Since the left hand side of Equation (4) is a function of time and the right hand side of Equation (4) is a function of position, it follows that
$$\frac{iℏ}{F(t)}{d}{dt}F(t)=\frac{\hat{E}(G(x))}{(G(x)}=C\tag{5}$$
where \(C\) is a constant. From Equation (5), we see that
$$\hat{E}(G(x))=CG(x).\tag{6}$$
In other words, \(G(x)\) must be an eigenfunction of the energy operator \(\hat{E}\) with eigenvalue \(C=E\).
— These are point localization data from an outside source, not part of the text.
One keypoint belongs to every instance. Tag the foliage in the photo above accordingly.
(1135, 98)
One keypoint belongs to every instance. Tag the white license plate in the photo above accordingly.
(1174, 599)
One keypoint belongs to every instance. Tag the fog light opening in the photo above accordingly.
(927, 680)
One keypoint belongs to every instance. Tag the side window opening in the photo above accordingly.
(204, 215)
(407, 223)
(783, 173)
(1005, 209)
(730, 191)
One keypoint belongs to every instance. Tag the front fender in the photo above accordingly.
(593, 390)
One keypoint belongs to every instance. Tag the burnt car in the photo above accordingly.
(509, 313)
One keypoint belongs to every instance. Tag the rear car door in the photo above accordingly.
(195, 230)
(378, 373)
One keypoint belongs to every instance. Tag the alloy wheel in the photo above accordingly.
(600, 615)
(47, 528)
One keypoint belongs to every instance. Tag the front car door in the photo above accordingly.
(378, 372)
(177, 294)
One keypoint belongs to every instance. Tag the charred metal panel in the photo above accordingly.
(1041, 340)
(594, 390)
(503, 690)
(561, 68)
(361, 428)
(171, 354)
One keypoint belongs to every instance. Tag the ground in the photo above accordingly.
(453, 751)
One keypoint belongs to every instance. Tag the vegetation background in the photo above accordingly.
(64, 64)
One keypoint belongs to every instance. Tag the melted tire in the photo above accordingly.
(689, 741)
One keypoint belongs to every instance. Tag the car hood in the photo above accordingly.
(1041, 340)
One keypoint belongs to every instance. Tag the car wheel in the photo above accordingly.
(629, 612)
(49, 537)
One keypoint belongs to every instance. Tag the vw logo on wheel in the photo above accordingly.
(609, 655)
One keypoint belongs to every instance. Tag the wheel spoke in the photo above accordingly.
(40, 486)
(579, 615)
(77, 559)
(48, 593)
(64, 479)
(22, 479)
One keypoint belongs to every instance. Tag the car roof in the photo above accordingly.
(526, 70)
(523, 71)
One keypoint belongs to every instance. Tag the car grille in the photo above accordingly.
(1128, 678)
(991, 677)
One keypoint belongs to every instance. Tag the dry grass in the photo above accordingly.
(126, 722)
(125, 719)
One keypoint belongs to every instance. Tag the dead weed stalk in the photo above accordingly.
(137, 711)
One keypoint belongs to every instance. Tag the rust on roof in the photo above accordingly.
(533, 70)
Thus, we can rewrite Equation (6) as
$$\hat{E}(\psi_E(x))=E\psi_E(x).\tag{7}$$
What this means is that the initial wavefunction \(\psi(x,0)=F(0)G(x)=(constant)\psi_E(x)\) must be an energy eigenfunction to satisfy Schrödinger’s equation. (Note that a constant times a wavefunction corresponds to that same wavefunction.) We also see from Equation (5) that
$$\frac{d}{dt}(F(t))=\frac{E}{iℏ}F(t).\tag{8}$$
The solution to Equation (8) is
$$F(t)=Ae^{Et/iℏ}.\tag{9}$$
It is easy to verify this by plugging Equation (9) into Equation (8). \(\psi(x,t)=F(t)G(x)\) is indeed a valid solution to Schrödinger’s time-dependent equation if \(G(x)=\psi_E(x)\) and \(F(t)=Ae^{Et/iℏ}\). If a system starts out in an energy eigenstate, then the wavefunction will change with time according to the equation
$$\psi(x,t)=Ae^{Et/iℏ}\psi_E(x).\tag{10}$$
Schrödinger’s equation describes how a wavefunction evolves with time if the system is “undisturbed” without measuring the system. If we measure the energy \(E\) of a system and collapse its wavefunction to the definite energy eigenstate \(\psi_E(x)\), and then simply just “leave the system alone” for a time \(t\) without disturbing it, the wavefunction \(\psi_E(x)\) will change to \(Ae^{Et/iℏ}\psi_E(x)\). But multiplying \(\psi_E\) by \(Ae^{Et/iℏ}\) does not change the expectation value \(〈\hat{L}〉\). Also, if \(|\phi⟩\) is any arbitrary state, then \(|〈\phi|\psi_E(x)〉|^2\) is the same as \(|〈\phi|Ae^{Et/iℏ}\psi_E(x)〉|^2\). Thus the probability of measuring any physical quantity associated with the system does not change with time. For an atom in its ground state with a definite energy \(E_0\) which is not disturbed, \(〈\hat{L}〉\) will not change with time. You are equally likely to measure any particular position, momentum, angular momentum, and so on at any time \(t\).